Held every year in Mayflower Park, the event attracts hundreds of thousands of boat enthusiasts.
The SeaCity Museum, meanwhile, highlights Southampton’s historic past, including how the Titanic disaster affected the city and how it went from small stone age settlement to the ‘gateway to the world’.
The Titanic Trail walking tour also offers an incredible insight into the Titanic’s maiden and fateful voyage from Southampton in 1912.
For lovers of green space, Southampton Common offers more than 300 acres of grassland, walks and waterways and is a superb spot for wildlife.
The site also hosts the Common People music festival each May.
The New Forest is only a short drive away along the A33, but it’s also possible to reach the village of Hythe in 10 minutes by ferry from the Town Quay.

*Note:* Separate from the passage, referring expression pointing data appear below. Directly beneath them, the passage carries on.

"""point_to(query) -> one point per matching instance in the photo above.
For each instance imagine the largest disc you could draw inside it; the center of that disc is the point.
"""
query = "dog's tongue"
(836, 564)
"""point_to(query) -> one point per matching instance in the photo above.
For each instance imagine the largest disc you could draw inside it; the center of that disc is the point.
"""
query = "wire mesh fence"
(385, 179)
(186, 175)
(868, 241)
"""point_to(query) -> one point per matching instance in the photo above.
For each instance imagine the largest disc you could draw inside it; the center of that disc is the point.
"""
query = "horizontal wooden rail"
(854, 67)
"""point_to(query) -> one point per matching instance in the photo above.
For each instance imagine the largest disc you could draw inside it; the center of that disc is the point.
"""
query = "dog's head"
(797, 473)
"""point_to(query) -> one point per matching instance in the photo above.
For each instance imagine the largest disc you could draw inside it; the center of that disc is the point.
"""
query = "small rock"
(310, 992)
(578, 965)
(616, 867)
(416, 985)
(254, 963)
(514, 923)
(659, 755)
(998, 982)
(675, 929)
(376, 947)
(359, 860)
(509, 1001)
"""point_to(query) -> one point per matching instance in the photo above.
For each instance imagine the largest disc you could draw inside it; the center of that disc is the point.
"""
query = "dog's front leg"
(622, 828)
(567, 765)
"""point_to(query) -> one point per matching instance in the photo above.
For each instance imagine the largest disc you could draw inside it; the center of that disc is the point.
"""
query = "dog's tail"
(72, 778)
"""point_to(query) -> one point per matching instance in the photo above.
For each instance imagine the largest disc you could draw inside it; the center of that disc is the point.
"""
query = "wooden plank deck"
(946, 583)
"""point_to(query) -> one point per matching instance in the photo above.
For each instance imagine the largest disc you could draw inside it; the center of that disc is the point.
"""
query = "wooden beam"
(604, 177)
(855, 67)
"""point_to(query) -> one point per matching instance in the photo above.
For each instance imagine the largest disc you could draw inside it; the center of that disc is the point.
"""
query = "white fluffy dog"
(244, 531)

From Hythe, the Beaulieu River, Beaulieu Motor Museum and historic Palace House are only five miles away, while the beaches Isle of Wight are also accessible by ferry from the city.
For theatre lovers, the Mayflower plays host to major West End productions, as well as superb music and comedy acts throughout the year.
And if sport is your thing, why not take in a game at Southampton FC’s St Marys Premier League home right next to the River Itchen.
Finally, no visit to Southampton is complete without experiencing the city’s incredible shopping.
As well as a packed High Street, the city’s West Quay shopping centre is home to more than 120 shops, including Apple, Tommy Hilfiger and John Lewis.
On top of that, The Marlands offers 60 more high street retailers, while the Bargate Market Place is a great spot for fresh produce.